While the new draft legislation confirms the CGT exemption, the Government has yet to confirm the income tax treatment of employee shareholder shares. Tax expert Matthew Findley of Pinsent Masons, the law firm behind Out-Law.com, said that the Government's "piece meal" approach to the new employment status was "perverse".
“Until details of the income tax position become available, companies will not be able to properly assess whether the arrangement is of interest," he said. "It is perverse that the arrangement is being implemented in such a piece meal fashion. The Government increasingly leaves itself open to allegations that the implementation of the arrangement is as poorly conceived as the arrangement itself.”

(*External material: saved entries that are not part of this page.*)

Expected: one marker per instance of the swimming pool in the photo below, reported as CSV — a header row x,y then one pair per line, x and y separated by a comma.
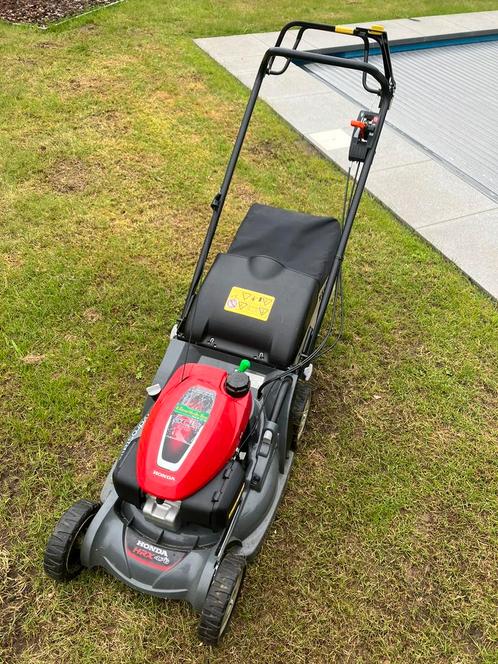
x,y
446,100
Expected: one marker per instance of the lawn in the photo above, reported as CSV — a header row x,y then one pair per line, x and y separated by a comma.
x,y
114,133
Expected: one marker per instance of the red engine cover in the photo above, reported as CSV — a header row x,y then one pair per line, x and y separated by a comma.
x,y
192,431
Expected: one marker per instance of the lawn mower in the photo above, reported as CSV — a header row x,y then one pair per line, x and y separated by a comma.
x,y
196,487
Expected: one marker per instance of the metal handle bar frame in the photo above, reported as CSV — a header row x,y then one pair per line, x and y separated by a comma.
x,y
386,91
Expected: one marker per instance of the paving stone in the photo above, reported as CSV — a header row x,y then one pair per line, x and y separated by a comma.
x,y
472,243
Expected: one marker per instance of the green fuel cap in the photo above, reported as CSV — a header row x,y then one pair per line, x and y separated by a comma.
x,y
244,365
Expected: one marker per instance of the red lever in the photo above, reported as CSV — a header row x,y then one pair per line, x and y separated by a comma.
x,y
358,123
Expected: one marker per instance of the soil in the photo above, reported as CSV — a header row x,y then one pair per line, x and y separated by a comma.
x,y
41,12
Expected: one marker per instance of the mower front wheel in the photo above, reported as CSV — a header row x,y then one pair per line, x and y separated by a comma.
x,y
62,555
221,598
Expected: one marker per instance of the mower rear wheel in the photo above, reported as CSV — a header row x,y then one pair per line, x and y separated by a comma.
x,y
62,555
301,403
221,598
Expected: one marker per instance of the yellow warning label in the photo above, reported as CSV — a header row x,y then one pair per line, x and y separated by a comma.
x,y
249,303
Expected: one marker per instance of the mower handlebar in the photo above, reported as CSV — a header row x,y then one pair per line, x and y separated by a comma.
x,y
321,58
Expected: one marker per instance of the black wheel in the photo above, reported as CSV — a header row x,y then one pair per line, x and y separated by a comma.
x,y
221,598
300,409
62,555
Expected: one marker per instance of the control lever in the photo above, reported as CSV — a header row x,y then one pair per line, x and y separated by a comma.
x,y
363,135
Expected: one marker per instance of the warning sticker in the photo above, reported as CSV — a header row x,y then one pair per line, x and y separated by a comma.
x,y
249,303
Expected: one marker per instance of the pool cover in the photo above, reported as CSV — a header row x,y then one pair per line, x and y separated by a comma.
x,y
446,102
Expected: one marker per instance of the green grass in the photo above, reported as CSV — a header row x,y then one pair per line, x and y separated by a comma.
x,y
114,133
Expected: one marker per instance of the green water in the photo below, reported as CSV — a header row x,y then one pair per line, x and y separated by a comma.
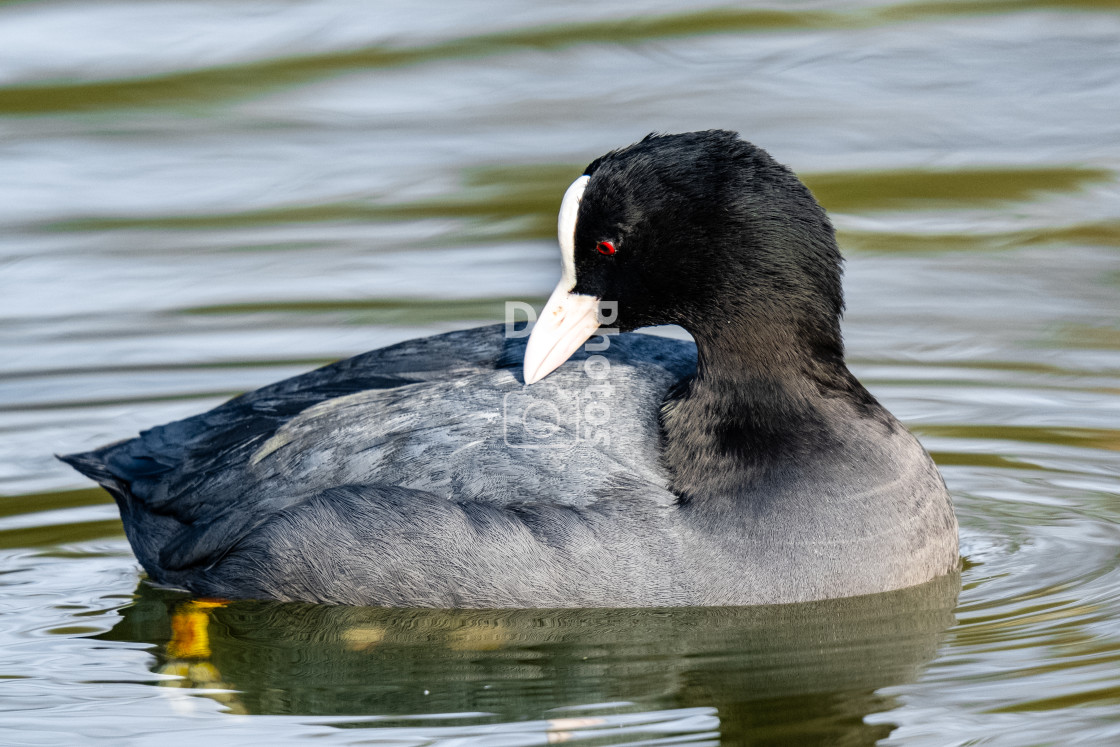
x,y
199,198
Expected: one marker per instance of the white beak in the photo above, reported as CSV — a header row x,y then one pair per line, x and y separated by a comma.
x,y
566,323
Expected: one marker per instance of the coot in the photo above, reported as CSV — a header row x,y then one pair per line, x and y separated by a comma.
x,y
613,469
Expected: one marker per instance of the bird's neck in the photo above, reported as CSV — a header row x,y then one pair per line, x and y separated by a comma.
x,y
756,407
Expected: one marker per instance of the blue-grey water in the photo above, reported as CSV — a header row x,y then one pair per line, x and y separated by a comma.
x,y
201,197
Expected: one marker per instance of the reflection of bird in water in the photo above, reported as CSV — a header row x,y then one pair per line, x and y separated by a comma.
x,y
810,672
188,653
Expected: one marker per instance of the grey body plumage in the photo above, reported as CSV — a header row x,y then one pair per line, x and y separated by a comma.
x,y
418,475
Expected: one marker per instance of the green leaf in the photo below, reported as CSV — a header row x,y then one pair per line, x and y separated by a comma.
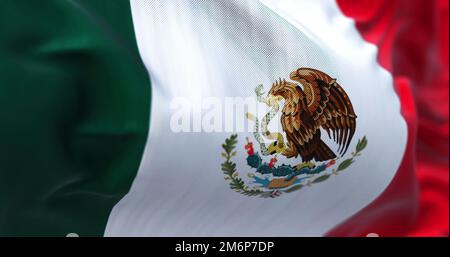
x,y
345,164
294,188
321,178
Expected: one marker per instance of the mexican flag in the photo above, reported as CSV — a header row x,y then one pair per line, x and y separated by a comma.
x,y
224,118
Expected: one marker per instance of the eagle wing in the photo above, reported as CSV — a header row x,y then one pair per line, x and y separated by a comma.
x,y
327,105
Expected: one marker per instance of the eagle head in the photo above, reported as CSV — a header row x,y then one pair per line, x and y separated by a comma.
x,y
283,89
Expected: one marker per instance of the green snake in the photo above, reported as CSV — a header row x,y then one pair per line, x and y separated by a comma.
x,y
276,146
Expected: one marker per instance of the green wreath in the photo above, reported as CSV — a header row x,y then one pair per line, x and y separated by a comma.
x,y
237,184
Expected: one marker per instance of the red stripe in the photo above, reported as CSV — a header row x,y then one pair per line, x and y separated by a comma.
x,y
413,40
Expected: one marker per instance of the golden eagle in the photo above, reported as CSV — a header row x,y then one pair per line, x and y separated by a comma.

The draft legislation also fails to address concerns voiced when the proposal was first announced in relation to how the shares will be valued, a particularly difficult issue for unlisted companies, Findley said. “The Government has provided no further assistance on valuation other than to define 'value' for the purposes of the £2,000 threshold and the £50,000 cap. Companies are otherwise left to battle with the valuation difficulties associated with providing shares to employees. This will not encourage take up amongst SMEs and unlisted companies,” he said.
The draft legislation also creates a further obstacle to listed companies using the arrangement. “The legislation prevents companies from using shares warehoused in employee benefit trusts. This will severely constrain the ability of listed companies to use the arrangement,” he said.
The Government has, however, sought to limit the scope for major shareholders to become 'employee shareholders' as part of the draft legislation. It has barred those who own 25% or more of a company from becoming employee shareholders.
"While this will go some way to alleviating the concerns expressed by the Institute of Fiscal Studies about the Government facilitating tax avoidance, there remains considerable scope within SMEs and unlisted companies for senior management to be provided with very tax-efficient equity in return for giving up employment rights which they probably don’t value or need,” Findley said.